On Monday, June 2nd, the EPA released a set of proposed regulations that would decrease CO2 emissions levels by 30% from 2005 levels. There has been a lot of buzz surrounding the proposal this week, representing a broad spectrum of opinions. While reducing carbon pollution in the air is undeniably a good thing, by just how much will our emissions as a nation be reduced? What will become of our current access to cheap, abundant electricity? Will it be enough to avoid adverse effects from climate change? These are all important questions that can be difficult to discern from news headlines and opinion articles. Hopefully, this post will help to contextualize the rules, explain what they mean, and how they will affect our economy and global climate in the coming years.
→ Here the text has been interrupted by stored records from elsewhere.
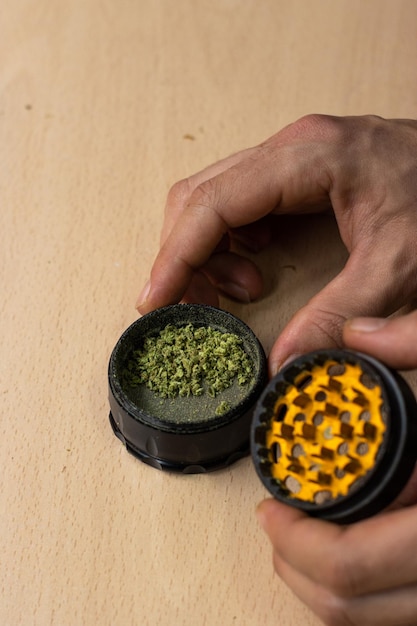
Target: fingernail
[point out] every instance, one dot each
(143, 295)
(367, 324)
(235, 291)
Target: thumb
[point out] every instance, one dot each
(393, 341)
(365, 286)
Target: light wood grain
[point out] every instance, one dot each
(103, 105)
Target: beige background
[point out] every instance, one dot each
(103, 105)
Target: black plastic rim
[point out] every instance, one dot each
(396, 457)
(196, 447)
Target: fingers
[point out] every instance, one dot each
(264, 180)
(333, 568)
(397, 606)
(364, 287)
(392, 341)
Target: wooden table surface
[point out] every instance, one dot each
(103, 106)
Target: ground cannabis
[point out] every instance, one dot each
(189, 361)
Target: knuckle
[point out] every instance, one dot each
(337, 612)
(343, 579)
(329, 326)
(319, 126)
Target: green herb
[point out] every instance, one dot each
(189, 361)
(223, 408)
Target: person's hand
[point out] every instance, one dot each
(365, 573)
(365, 168)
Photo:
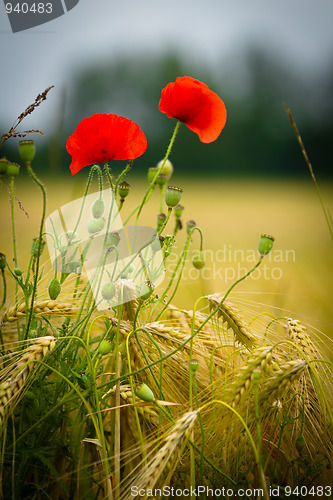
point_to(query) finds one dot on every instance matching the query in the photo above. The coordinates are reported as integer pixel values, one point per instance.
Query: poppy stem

The EPA has proposed a rate-based (lbs CO2 per MwH produced) cap on carbon emissions from existing power plants across the U.S. You can think of a rate-based limit as the gas mileage on a car – if your vehicle doesn’t drive a certain number of miles per gallon of fuel used, then it will not meet its emissions standards. The purpose of a rate-based limit as opposed to an absolute limit is to allow states flexibility in meeting their target. In states where coal power is more heavily-used, for example, emissions targets can still be met by offsetting the CO2 produced by older, dirtier power plants with the use of renewable energy sources like solar and wind, or by creating an emissions trading scheme to ensure that the net amount of emissions for the state are below the permissible amount. As long as your state is able to reduce its carbon emissions by 30% of 2005 levels by 2030, it doesn’t necessarily matter how you do it. Giving states flexibility, however, does not mean the end of dirty coal as we know it. As long as coal states are able to offset their emissions through other means, they can continue to put peoples’ health at risk by producing soot and coal ash along with their electricity.
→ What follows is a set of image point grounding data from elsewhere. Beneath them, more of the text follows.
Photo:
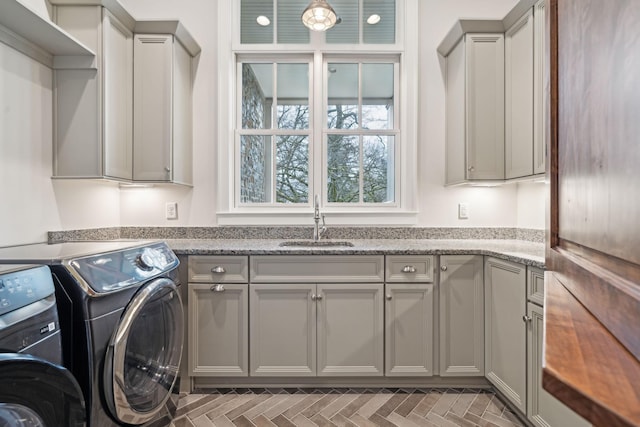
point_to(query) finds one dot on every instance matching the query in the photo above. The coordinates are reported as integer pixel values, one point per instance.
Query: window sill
(305, 217)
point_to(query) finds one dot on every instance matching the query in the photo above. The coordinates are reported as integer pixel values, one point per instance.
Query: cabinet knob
(408, 269)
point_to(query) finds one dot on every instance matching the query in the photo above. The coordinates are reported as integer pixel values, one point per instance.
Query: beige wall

How will they affect the economy?
Cries from conservative organizations over the proposed rules claim that ratepayers will bear the majority of the burden of meeting the regulations, that the entire economies of coal-dependent states like West Virginia or Wyoming will crumble, and that hundreds of thousands of American jobs will be lost to overseas competition. There are a few good reasons why these things likely won’t happen. First, the projected increase in average electric bills doesn’t amount to more than a few extra dollars a month. More importantly, however, are the employment opportunities this proposal creates. Retrofitting old power plants and installing clean energy technology, essentially “rewiring” the country to run on clean power, will create many more jobs than continuing to use dirty sources of energy will preserve. Finally, burning coal costs the US hundreds of billions of dollars per year in costs from health impacts, missed work days due to health incidents, and environmental damage (and its impacts on the economy). Switching to clean sources of energy will reduce these costs dramatically.
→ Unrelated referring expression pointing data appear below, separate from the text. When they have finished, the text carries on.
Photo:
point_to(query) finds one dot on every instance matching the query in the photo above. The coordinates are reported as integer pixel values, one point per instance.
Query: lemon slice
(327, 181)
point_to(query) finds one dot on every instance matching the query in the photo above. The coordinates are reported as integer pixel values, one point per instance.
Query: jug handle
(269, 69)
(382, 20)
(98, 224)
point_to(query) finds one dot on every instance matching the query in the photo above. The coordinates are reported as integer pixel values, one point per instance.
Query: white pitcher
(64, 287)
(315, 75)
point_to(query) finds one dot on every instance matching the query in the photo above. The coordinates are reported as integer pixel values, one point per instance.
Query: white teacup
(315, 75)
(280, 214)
How will they affect the climate?
Here is where the EPA still has room for improvement. Although a 30% reduction sounds like a lot, it’s important to note that since 2005, we have already cut our CO2 emissions by about 15%. That’s already halfway towards meeting our goal. By leaving ourselves 16 years to achieve this level, we leave an awful lot of time to continue burning fossil fuels as we do today. Additionally, growing economies like China and India currently have no such plan to reduce their emissions, and they are in no position to slow down their growth rates any time soon. China has indicated it is more open to reducing carbon emissions since the release of the EPA’s rules, but developing countries would be more likely to adopt rigorous targets if the U.S. acts as a strong leader. While the proposed rules are a meaningful step in the right direction, the EPA could undoubtedly implement stronger guidelines to reducing CO2 emissions from the nation’s electric power sector. It is our hope that we as a nation and a global community can continue to strive towards the common goal of cutting greenhouse gases from our energy diet – if not for our own sake, then for the generations that follow.